BACKGROUND: Vertebroplasty is a minimally invasive radiological procedure that involves injection of cement to stabilize the fractured vertebra. It has also been increasingly used to relieve pain in patients with bone-incorporated malignancies. The most frequently encountered complication of this procedure is inadvertent cement leakage, which has the potential to embolize. This report presents an incidental finding of cement embolism during fluoroscopy for a peripherally inserted central catheter (PICC) line 4 weeks after vertebroplasty in a 50-year-old man with multiple myeloma.

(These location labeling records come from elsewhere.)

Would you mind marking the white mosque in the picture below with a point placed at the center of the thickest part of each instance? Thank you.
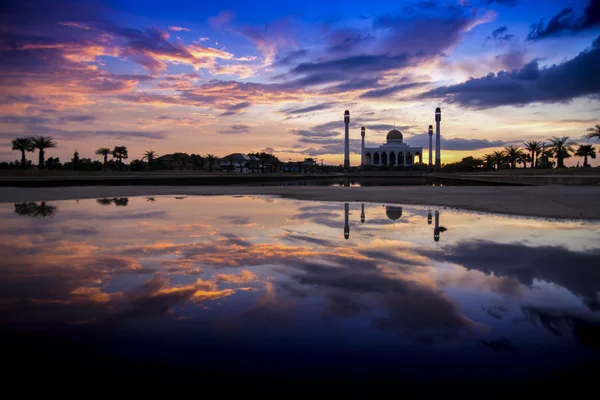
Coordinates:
(394, 152)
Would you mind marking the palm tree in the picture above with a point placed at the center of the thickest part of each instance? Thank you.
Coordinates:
(34, 210)
(594, 132)
(105, 152)
(120, 153)
(25, 208)
(211, 159)
(149, 155)
(560, 149)
(513, 153)
(42, 143)
(43, 210)
(585, 151)
(534, 147)
(488, 159)
(23, 145)
(498, 158)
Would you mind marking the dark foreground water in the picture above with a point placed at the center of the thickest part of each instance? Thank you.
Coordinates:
(264, 290)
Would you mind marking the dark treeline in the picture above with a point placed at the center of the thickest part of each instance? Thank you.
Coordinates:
(534, 154)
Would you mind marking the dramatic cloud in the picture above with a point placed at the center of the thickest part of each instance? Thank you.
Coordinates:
(500, 36)
(422, 140)
(557, 83)
(377, 93)
(565, 22)
(178, 28)
(305, 110)
(236, 129)
(575, 271)
(509, 3)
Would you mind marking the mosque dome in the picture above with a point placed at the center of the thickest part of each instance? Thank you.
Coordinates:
(394, 134)
(393, 213)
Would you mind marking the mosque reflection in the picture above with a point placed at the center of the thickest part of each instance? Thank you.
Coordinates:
(206, 274)
(393, 213)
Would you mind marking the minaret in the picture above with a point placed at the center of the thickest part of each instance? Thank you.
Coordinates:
(436, 229)
(438, 152)
(347, 141)
(362, 146)
(346, 226)
(430, 145)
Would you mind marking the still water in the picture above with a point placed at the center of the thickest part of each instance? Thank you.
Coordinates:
(260, 287)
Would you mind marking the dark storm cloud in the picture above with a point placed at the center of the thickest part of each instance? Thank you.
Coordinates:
(304, 110)
(554, 84)
(500, 36)
(377, 93)
(235, 129)
(565, 22)
(576, 271)
(422, 140)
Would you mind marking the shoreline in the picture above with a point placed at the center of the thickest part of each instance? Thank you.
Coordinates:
(560, 202)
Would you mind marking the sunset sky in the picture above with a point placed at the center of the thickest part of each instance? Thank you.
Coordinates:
(239, 76)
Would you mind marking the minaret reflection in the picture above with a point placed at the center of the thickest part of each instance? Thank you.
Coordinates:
(437, 229)
(346, 226)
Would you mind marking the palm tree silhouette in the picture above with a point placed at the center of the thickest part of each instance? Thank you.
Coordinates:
(514, 154)
(149, 155)
(534, 147)
(585, 151)
(211, 159)
(488, 159)
(43, 210)
(105, 152)
(24, 208)
(23, 145)
(594, 132)
(121, 201)
(498, 158)
(42, 143)
(560, 148)
(32, 209)
(120, 153)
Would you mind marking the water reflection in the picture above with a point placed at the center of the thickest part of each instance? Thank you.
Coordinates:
(119, 202)
(32, 209)
(269, 285)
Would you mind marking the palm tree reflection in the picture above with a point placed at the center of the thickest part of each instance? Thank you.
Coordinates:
(437, 229)
(117, 201)
(35, 210)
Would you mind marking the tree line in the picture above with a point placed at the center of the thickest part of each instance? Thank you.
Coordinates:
(536, 154)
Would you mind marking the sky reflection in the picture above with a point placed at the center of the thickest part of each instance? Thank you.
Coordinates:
(332, 281)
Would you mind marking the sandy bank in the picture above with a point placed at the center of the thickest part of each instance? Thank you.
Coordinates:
(538, 201)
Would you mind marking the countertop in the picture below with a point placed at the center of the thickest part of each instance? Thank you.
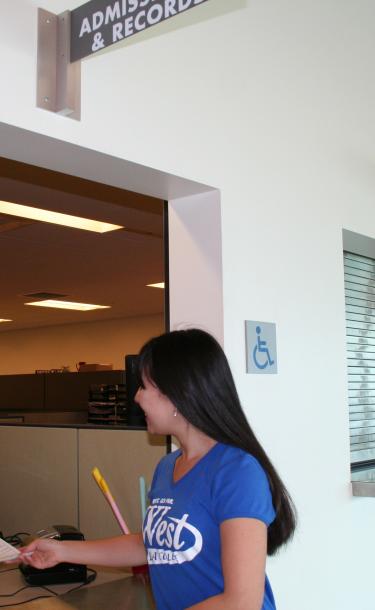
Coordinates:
(112, 590)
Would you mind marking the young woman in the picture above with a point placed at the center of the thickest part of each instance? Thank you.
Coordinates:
(217, 505)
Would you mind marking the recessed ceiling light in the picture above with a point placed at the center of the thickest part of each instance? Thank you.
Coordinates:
(66, 220)
(67, 305)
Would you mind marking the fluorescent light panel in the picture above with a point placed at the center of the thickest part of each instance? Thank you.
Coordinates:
(67, 305)
(66, 220)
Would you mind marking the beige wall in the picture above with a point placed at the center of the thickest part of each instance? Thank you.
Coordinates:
(24, 351)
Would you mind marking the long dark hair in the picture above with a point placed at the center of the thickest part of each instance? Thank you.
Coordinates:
(191, 369)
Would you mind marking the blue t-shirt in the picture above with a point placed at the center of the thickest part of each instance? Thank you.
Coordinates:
(181, 530)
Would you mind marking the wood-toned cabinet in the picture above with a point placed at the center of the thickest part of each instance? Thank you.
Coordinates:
(52, 391)
(45, 474)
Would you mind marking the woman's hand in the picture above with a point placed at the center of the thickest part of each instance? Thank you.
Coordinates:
(42, 553)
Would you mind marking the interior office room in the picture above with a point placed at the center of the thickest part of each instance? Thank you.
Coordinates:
(254, 121)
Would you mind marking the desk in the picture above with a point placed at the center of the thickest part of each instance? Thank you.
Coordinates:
(112, 590)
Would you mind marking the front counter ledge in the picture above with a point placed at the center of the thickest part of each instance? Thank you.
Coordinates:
(363, 488)
(46, 471)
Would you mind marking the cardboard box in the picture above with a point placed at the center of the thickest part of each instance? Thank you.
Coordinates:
(89, 368)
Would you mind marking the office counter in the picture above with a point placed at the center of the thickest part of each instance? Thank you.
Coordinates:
(112, 590)
(46, 472)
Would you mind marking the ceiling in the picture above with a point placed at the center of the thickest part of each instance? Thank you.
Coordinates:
(106, 269)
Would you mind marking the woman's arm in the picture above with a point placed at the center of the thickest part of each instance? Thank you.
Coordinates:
(112, 552)
(243, 557)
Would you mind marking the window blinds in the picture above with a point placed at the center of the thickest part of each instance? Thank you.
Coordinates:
(360, 337)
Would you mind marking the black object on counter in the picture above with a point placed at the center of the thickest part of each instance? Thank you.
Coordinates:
(62, 572)
(135, 415)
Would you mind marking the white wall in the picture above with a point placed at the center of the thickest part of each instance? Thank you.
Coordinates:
(24, 351)
(272, 103)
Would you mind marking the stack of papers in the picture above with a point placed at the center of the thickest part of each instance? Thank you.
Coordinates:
(7, 551)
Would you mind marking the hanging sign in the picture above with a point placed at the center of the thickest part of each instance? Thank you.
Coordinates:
(100, 23)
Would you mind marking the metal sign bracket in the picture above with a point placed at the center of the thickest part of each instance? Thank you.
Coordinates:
(58, 80)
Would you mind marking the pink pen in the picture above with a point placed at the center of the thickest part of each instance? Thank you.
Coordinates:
(105, 489)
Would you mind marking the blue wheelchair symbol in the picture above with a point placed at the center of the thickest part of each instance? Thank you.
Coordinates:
(259, 349)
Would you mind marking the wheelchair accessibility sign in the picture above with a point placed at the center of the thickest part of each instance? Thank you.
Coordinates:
(261, 355)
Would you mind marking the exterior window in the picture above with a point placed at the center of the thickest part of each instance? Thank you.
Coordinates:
(360, 335)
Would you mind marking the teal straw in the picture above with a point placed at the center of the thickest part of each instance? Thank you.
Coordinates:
(142, 491)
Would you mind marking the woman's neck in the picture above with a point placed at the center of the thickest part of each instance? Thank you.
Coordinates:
(194, 444)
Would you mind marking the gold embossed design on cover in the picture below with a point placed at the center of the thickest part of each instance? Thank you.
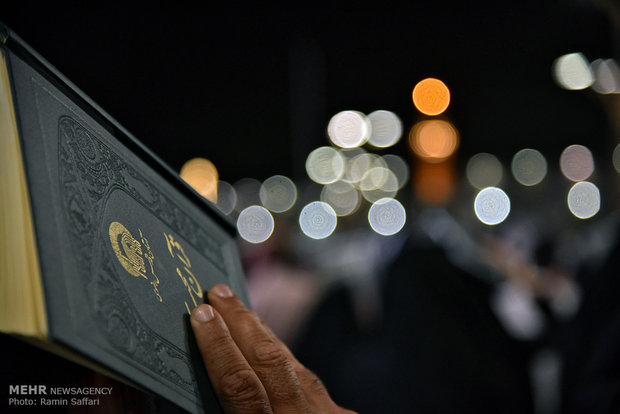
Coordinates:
(129, 252)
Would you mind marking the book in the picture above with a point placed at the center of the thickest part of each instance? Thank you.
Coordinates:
(104, 250)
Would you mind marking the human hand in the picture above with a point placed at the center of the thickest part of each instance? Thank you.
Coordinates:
(250, 368)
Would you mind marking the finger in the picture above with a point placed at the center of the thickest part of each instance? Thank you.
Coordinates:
(235, 383)
(272, 365)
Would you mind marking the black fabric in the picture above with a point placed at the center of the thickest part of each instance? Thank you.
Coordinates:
(438, 349)
(591, 342)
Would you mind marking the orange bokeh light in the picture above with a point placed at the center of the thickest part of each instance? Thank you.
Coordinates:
(202, 176)
(433, 139)
(431, 96)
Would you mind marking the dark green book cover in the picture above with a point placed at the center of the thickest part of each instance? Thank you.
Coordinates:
(125, 248)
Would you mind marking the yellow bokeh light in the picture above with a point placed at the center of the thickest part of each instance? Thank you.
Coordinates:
(202, 176)
(431, 96)
(434, 140)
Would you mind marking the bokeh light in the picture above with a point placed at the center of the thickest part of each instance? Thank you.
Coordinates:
(576, 163)
(202, 176)
(492, 206)
(606, 76)
(359, 165)
(584, 200)
(278, 193)
(342, 196)
(247, 190)
(379, 183)
(434, 140)
(484, 170)
(431, 96)
(399, 167)
(387, 216)
(226, 197)
(349, 129)
(255, 224)
(386, 129)
(325, 165)
(318, 220)
(572, 71)
(529, 167)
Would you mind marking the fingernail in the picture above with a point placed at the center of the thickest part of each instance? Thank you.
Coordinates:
(203, 313)
(222, 291)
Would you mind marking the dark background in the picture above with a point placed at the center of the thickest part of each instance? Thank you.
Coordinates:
(252, 87)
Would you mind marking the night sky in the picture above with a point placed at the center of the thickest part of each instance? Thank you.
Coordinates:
(252, 87)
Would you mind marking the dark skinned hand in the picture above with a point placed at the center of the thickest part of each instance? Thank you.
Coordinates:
(251, 370)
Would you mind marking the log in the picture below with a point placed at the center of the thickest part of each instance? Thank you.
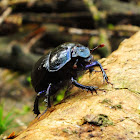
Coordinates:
(113, 113)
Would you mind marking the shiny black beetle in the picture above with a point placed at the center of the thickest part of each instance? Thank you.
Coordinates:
(57, 68)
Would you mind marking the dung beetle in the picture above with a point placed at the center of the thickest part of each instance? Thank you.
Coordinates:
(59, 67)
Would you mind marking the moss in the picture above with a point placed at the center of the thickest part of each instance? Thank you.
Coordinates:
(99, 120)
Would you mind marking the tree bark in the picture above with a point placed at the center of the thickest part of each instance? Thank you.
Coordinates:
(113, 113)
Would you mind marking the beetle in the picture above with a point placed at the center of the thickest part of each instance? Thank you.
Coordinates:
(59, 67)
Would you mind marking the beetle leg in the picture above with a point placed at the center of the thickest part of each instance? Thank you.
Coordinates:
(47, 95)
(96, 63)
(36, 109)
(89, 88)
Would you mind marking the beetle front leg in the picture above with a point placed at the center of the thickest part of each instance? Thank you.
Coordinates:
(89, 88)
(96, 63)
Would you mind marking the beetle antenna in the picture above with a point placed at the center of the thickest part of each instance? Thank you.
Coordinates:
(99, 46)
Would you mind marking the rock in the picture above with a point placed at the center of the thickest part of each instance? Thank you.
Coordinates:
(120, 103)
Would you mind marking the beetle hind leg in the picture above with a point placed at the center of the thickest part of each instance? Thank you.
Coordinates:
(88, 88)
(36, 103)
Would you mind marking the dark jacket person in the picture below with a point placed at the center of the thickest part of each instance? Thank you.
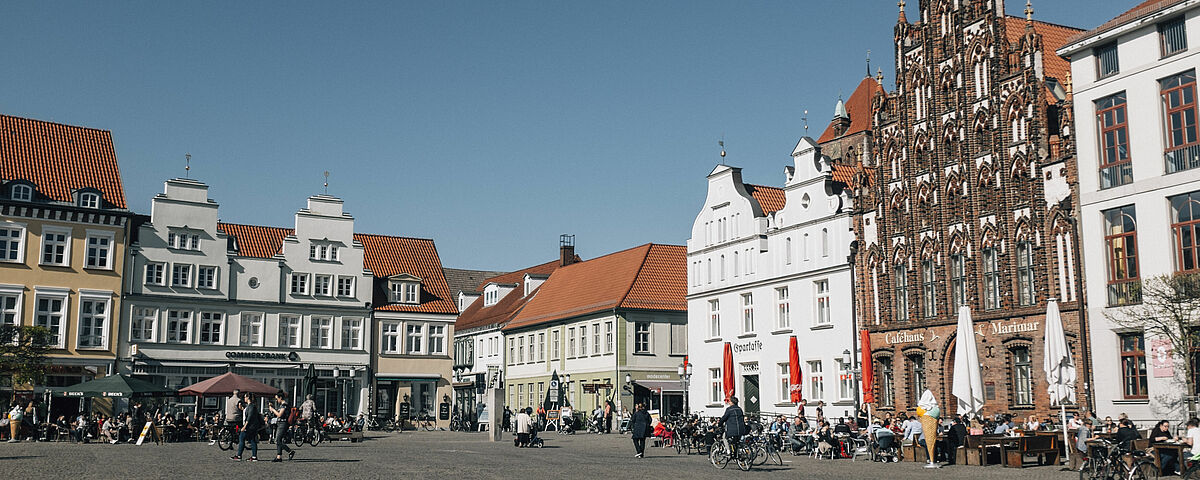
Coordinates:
(640, 427)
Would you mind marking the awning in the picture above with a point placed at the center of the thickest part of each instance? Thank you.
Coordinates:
(667, 387)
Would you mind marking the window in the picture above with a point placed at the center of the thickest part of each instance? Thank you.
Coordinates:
(207, 277)
(595, 340)
(390, 337)
(845, 381)
(438, 341)
(345, 286)
(958, 281)
(144, 324)
(251, 334)
(816, 382)
(414, 337)
(180, 275)
(49, 313)
(322, 285)
(1121, 241)
(822, 299)
(211, 327)
(11, 240)
(715, 384)
(785, 383)
(93, 323)
(299, 283)
(916, 377)
(1180, 114)
(1173, 36)
(289, 331)
(156, 274)
(887, 393)
(747, 313)
(642, 337)
(179, 325)
(55, 247)
(901, 281)
(89, 201)
(1133, 366)
(1116, 169)
(990, 280)
(22, 192)
(322, 333)
(609, 336)
(929, 288)
(1107, 60)
(1023, 377)
(783, 309)
(1025, 273)
(714, 318)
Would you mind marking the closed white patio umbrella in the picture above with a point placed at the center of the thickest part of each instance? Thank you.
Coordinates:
(1059, 366)
(967, 376)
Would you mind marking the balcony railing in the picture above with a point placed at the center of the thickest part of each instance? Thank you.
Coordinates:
(1116, 175)
(1182, 159)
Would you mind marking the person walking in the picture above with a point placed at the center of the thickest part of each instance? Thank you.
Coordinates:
(640, 427)
(252, 421)
(280, 412)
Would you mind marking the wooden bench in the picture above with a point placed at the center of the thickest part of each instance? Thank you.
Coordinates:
(354, 437)
(1043, 447)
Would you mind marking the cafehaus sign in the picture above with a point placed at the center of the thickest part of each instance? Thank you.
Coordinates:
(263, 355)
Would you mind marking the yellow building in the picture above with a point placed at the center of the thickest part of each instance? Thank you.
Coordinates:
(64, 227)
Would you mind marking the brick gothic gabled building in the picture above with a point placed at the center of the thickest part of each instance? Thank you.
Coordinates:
(975, 156)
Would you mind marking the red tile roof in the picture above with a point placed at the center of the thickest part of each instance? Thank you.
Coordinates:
(60, 159)
(387, 256)
(858, 107)
(477, 315)
(256, 240)
(1053, 39)
(772, 199)
(646, 277)
(1132, 15)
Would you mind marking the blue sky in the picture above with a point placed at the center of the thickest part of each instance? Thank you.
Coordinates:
(487, 126)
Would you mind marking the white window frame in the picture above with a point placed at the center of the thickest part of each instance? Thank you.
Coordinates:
(10, 245)
(211, 324)
(183, 317)
(138, 328)
(213, 280)
(252, 325)
(47, 231)
(64, 297)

CASE REPORT: Our report details the case of a 50-year-old man who presented for progressive sciatic nerve pain and was found on imaging to have an L3 fracture, spinal stenosis, lumbar spinal spondylosis, and diffusely decreased bone density, eventually diagnosed with multiple myeloma. For symptomatic relief and vertebrae stabilization, he underwent a CT-guided fluoroscopic vertebroplasty procedure. Four weeks later, during fluoroscopy for a PICC, he was incidentally found to have radiopaque opacities within the pulmonary arteries. He was diagnosed with a pulmonary embolism due to transvertebral cement leakage from his vertebroplasty. Given the central nature of his embolism, he was treated with anticoagulation and closely monitored. Throughout the treatment period, he remained asymptomatic with normal vital signs and NT-brain natriuretic peptide.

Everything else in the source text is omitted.